2D materials encompass a fascinating range of diverse properties with a myriad of possible applications in optoelectronics and photonics. The development of liquid crystalline nanocomposite materials incorporating 2D materials represents a significant advance in the opportunities for integration and exploitation of 2D materials within these fields. However, there remain a large number of questions that demand further investigation before 2D material liquid crystals can find wider application. Primarily, there remain many candidate 2D materials for which a liquid crystal phase is theoretically possible but not yet shown; the discovery of further 2D material liquid crystals would broaden the range of utilisable properties available. Similarly to that observed for graphene oxide, observation of this liquid crystallinity should require a combination of careful solvent selection, tuning of the 2D material particle sizes and control of the concentration of the particles. Additionally, the use of surfactant molecules may be necessary to stabilise the liquid crystalline phase of the dispersions by maximising the aligning forces acting on the dispersed particles. However, this raises the additional question of the exploration – both theoretical and experimental – of the conditions required for the existence of the liquid crystal phase, an area in which little work has far been explored for the specific systems of interest here.

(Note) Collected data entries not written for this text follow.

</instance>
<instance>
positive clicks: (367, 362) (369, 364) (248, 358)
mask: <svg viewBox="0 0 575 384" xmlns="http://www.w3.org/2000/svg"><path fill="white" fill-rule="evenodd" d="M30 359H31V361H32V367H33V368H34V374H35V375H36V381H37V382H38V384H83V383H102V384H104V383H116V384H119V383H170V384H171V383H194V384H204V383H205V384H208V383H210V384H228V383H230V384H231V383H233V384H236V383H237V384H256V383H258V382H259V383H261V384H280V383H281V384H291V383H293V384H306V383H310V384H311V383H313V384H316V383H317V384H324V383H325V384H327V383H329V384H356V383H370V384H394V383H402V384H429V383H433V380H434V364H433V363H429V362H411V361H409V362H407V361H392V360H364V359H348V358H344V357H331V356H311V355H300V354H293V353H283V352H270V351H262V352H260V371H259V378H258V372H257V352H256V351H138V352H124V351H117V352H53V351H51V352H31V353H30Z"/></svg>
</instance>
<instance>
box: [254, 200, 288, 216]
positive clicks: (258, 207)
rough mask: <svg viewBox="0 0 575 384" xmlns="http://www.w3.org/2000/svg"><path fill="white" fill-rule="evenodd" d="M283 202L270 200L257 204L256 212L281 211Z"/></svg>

A significant part of such work remains to be done in the comparison of the different synthetic routes towards the LC phase, and how the synthesis can affect the observed properties.
Additionally, dispersion of 2D materials in conventional liquid crystal host fluids presents superb new possibilities in optofluidic systems; from light generation to dynamic sensing applications. This is owing to the dramatic improvements that can be observed in the operational parameters of the nanocomposite systems in comparison to the conventional LC systems currently used in optoelectronics and photonics. Such nanocomposites, can not only improve properties such as switching times and threshold voltages, but can also add further functionality, for example by metastructuring of nanoparticle dispersions. For these nanocomposite systems, the most important advances to be made are in the fundamental understanding of the basis for improvements in their intrinsic properties; and in the exploration of predicting metastructuring as well as experimental observation.
Overall, the existence of liquid crystal phase 2D material dispersions presents fantastic opportunities in the exploration of novel optoelectronic and photonic systems, allowing new highly-scalable production processes for thin film integration and novel fiber systems amongst numerous other applications.
We acknowledge financial support from the Engineering and Physical Sciences Research Council (EPSRC) of the United Kingdom via the EPSRC Centre for Doctoral Training in Electromagnetic Metamaterials (Grant No. EP/L015331/1) and via Grant No. EP/N035569/1, EP/G036101/1 and EP/M002438/1.